Well, I don't think you have time for me to elaborate. Remember, even though I haven't been an active politician for some years, I still have all of the problems that go with being a politician. I don't want somebody to have to get up and say, “Listen, there are three things every politician or ex-politician should know, and that is: stand up, speak up, and shut up.” So I'll be very short.
Clare Backman has been one of the most effective leaders in the fish farm industry in trying to find ways to minimize the impact of fish farms on wild fish and on the environment. As far as we're concerned, he should get very high praise for that.

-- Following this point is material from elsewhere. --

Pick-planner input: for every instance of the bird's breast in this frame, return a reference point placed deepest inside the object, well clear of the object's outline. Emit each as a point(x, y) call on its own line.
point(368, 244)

Now, in terms of the details of what needs to be done to achieve some of these things, we don't have time to go into all of that here. But it has to be done in collaboration with the science, the industry, first nations, environmentalists, and ultimately--ultimately--there has got to be a recognition on the part of both the Government of Canada and the Province of British Colombia that without coming along and changing the Constitution, by agreement both the province and the federal government can work out ways to do everything that we've been talking about.
I don't believe for one minute that it can all be done just under the constitutional authority of the Department of Fisheries, and I certainly don't think it can be done under the administrative authority of the province alone. They have to work together.
But John Weston, in short answer, what we tried to do with the establishment of the science advisory committee was to say to them, okay, now go out and collaborate with everybody in order to get the maximum input so that the reports you give us will be accurate and will have taken into account the sometimes very different views of some very able people.
That's the best I can do to a complex question; we can't get into all the detail. But collaboration is absolutely essential.